The constitution of Norway is one of the most Democratic in all Europe. Although a monarchy, its executive and legislative power is vested in the parliament, called the Storthing, and the King has merely a nominal command over the army and navy, with power to appoint the governor-general only. The latter has a limited right to veto acts of the parliament. Hereditary nobility was abolished in 1821.
Under the treaty of Vienna in 1814, and following the defeat of Napoleon, it was arranged that Denmark must give up Norway, and the two countries were united under the Swedish Crown. Norway demanded a separate consular service in 1905, and the Storthing declared the union with Sweden at an end. Prince Charles of Denmark then became King, reigning as Haakon VII.
The country has a population of 2,340,000, and her full military force mobilized for war is only 110,000 men.
Sweden, Norway's next-door neighbor on the Scandinavian peninsula, in contradistinction to the latter, is a constitutional monarchy, with extraordinary powers vested in the King, who is assisted in the administration of affairs by a council of ministers. The Diet, or legislature, consists of two chambers, or estates, both elected by the people.
Like Norway, the country is very rugged.
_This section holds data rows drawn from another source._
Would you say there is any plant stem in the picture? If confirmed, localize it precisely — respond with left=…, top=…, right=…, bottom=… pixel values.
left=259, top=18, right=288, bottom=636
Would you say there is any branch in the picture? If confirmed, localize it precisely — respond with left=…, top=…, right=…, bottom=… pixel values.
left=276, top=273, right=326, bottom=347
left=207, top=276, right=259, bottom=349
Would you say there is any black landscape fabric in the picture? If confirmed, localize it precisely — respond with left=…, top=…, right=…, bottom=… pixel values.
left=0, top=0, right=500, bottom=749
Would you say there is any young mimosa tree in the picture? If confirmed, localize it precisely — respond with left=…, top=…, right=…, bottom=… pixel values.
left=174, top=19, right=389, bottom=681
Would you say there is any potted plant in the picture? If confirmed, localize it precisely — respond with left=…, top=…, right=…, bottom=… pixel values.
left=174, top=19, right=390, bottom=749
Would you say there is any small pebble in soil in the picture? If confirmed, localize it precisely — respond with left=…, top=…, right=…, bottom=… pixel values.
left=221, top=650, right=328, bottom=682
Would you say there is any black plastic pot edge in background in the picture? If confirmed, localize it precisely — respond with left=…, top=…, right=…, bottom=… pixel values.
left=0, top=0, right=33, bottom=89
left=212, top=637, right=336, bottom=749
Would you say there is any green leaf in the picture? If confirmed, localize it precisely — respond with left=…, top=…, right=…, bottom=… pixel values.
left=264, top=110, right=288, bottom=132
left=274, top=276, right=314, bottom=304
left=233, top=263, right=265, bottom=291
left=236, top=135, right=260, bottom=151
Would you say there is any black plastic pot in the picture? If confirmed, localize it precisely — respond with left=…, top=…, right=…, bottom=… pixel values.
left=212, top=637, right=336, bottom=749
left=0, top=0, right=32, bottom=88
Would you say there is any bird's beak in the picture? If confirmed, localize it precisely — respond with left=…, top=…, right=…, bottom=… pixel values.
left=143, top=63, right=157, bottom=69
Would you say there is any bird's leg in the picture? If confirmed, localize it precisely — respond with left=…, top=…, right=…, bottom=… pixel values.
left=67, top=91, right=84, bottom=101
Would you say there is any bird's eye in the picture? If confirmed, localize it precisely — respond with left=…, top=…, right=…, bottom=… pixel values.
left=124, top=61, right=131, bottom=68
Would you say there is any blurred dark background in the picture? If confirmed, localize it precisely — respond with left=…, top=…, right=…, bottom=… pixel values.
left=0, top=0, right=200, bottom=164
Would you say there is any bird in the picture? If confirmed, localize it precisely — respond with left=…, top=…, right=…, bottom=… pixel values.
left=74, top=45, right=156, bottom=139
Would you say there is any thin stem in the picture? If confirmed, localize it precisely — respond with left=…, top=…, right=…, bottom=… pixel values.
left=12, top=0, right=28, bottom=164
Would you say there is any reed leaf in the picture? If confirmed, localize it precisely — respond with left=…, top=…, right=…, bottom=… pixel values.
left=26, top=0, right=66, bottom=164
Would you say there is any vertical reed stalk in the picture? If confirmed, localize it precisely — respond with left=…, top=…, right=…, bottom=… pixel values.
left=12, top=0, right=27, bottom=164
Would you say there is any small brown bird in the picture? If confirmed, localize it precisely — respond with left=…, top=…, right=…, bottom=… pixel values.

Lapland and Finland are at the northeast, and on the east is the Gulf of Bothnia and the Baltic, and on the south the Baltic, the Sound and the Cattegat. It joins Norway on the west. Its area is 172,875 square miles, and its coast line is more than 1400 miles long.
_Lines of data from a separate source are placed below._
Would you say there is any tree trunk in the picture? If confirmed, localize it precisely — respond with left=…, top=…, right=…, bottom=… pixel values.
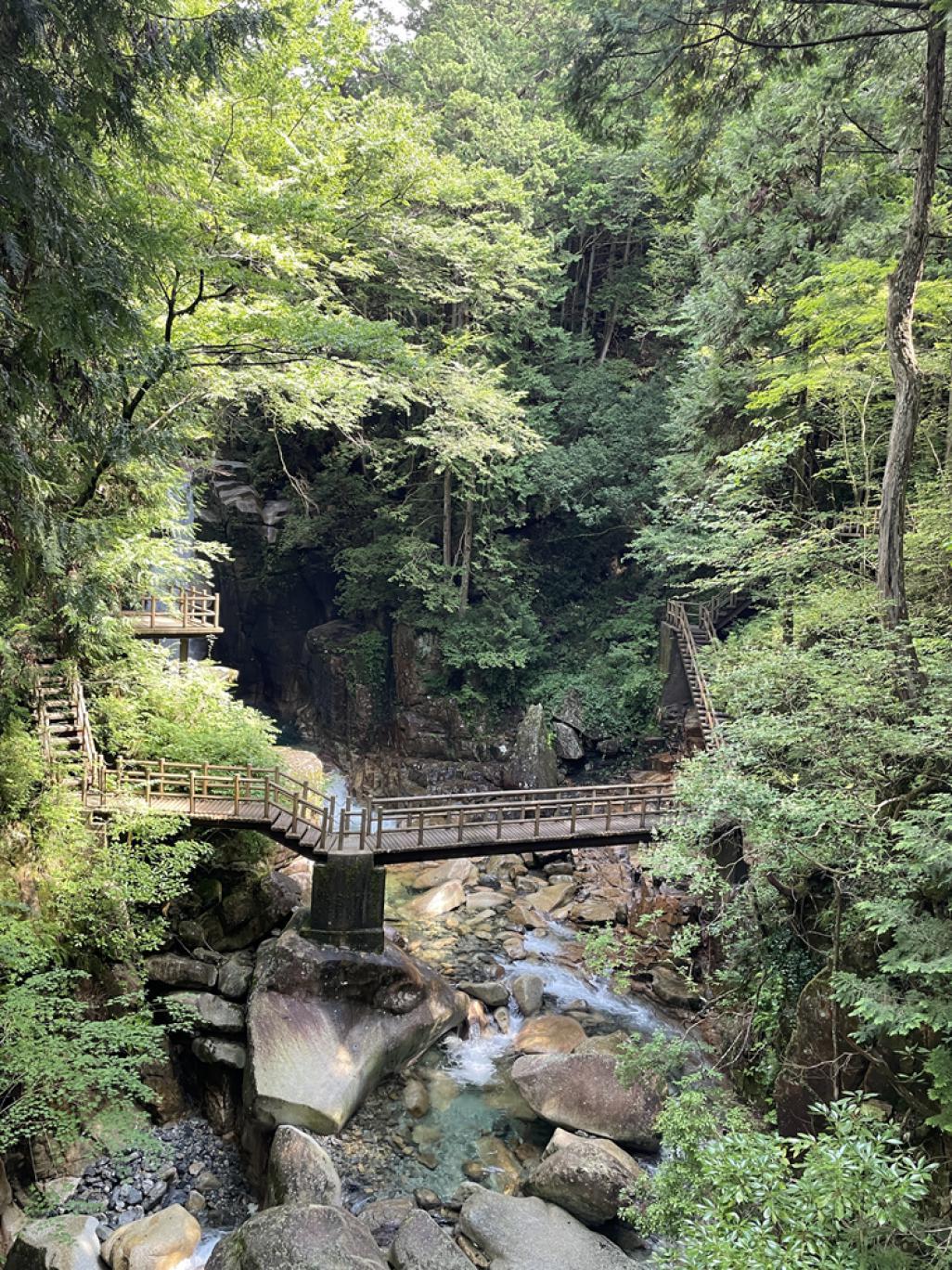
left=443, top=467, right=453, bottom=569
left=598, top=225, right=631, bottom=366
left=459, top=498, right=472, bottom=614
left=876, top=19, right=946, bottom=644
left=580, top=235, right=598, bottom=337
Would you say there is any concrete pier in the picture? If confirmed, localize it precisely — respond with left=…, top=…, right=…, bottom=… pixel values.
left=302, top=851, right=387, bottom=952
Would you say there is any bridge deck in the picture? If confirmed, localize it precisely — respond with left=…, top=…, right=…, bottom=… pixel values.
left=86, top=786, right=670, bottom=865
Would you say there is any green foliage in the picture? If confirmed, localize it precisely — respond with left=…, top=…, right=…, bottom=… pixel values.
left=642, top=1090, right=943, bottom=1270
left=0, top=965, right=162, bottom=1150
left=0, top=718, right=44, bottom=819
left=90, top=646, right=277, bottom=767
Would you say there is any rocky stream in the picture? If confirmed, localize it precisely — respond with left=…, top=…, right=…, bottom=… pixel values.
left=5, top=756, right=689, bottom=1270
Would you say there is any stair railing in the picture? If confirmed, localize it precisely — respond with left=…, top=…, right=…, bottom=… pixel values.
left=666, top=600, right=721, bottom=745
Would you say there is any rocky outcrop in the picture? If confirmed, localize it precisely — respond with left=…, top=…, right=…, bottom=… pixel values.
left=245, top=927, right=466, bottom=1134
left=5, top=1215, right=103, bottom=1270
left=525, top=1129, right=641, bottom=1225
left=103, top=1204, right=202, bottom=1270
left=513, top=1053, right=662, bottom=1150
left=146, top=952, right=218, bottom=988
left=207, top=1204, right=387, bottom=1270
left=457, top=1186, right=631, bottom=1270
left=504, top=705, right=559, bottom=790
left=264, top=1124, right=341, bottom=1208
left=165, top=991, right=245, bottom=1032
left=390, top=1208, right=472, bottom=1270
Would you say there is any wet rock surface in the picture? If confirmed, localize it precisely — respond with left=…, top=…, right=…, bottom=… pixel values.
left=40, top=1119, right=256, bottom=1231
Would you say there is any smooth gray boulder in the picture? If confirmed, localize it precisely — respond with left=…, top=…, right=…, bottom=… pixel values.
left=206, top=1204, right=387, bottom=1270
left=245, top=927, right=466, bottom=1134
left=264, top=1124, right=341, bottom=1208
left=513, top=1053, right=662, bottom=1150
left=511, top=973, right=545, bottom=1018
left=4, top=1215, right=103, bottom=1270
left=459, top=1186, right=631, bottom=1270
left=390, top=1208, right=472, bottom=1270
left=525, top=1129, right=641, bottom=1225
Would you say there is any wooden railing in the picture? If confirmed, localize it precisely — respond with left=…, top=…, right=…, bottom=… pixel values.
left=122, top=587, right=221, bottom=631
left=84, top=758, right=334, bottom=841
left=334, top=784, right=674, bottom=852
left=665, top=600, right=721, bottom=745
left=66, top=670, right=99, bottom=771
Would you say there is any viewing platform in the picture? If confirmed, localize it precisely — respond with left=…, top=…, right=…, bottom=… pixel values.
left=122, top=587, right=225, bottom=640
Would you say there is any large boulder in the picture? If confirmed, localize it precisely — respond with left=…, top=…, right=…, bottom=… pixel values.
left=206, top=1204, right=387, bottom=1270
left=459, top=1186, right=631, bottom=1270
left=245, top=927, right=466, bottom=1134
left=390, top=1208, right=472, bottom=1270
left=4, top=1215, right=103, bottom=1270
left=513, top=1015, right=585, bottom=1054
left=103, top=1204, right=202, bottom=1270
left=410, top=860, right=480, bottom=890
left=513, top=1053, right=662, bottom=1150
left=525, top=1129, right=641, bottom=1225
left=406, top=879, right=466, bottom=918
left=264, top=1124, right=341, bottom=1208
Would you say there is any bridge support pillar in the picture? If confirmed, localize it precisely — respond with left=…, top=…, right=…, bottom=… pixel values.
left=303, top=851, right=387, bottom=952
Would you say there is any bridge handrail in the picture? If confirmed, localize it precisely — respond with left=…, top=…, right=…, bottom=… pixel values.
left=122, top=587, right=221, bottom=630
left=335, top=784, right=674, bottom=851
left=85, top=759, right=334, bottom=842
left=369, top=781, right=662, bottom=811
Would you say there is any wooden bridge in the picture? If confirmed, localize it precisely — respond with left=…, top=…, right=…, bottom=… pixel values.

Sweden, while it does not have a first-class navy, possesses a score of armored vessels of small displacement, besides torpedo boats, destroyers, etc., and has an army of 40,000 at peace strength. The country is particularly rich in minerals, and some of the finest iron ore in the world comes from its mines. Nickel, lead, cobalt, alum and sulphur are also produced in large quantities; while it gives to the world, too, immense quantities of lumber and larger quantities of hemp, flax and hops.
The reigning monarch is King Gustavus V, who succeeded his father, Oscar II, who died in 1907. The population of the country is about 5,000,000.
Of these neutrals, both Holland and Switzerland did a great deal for the suffering Belgians when Germany pounded through the country of King Albert, sending money for the relief of the sufferers and offering refugees shelter.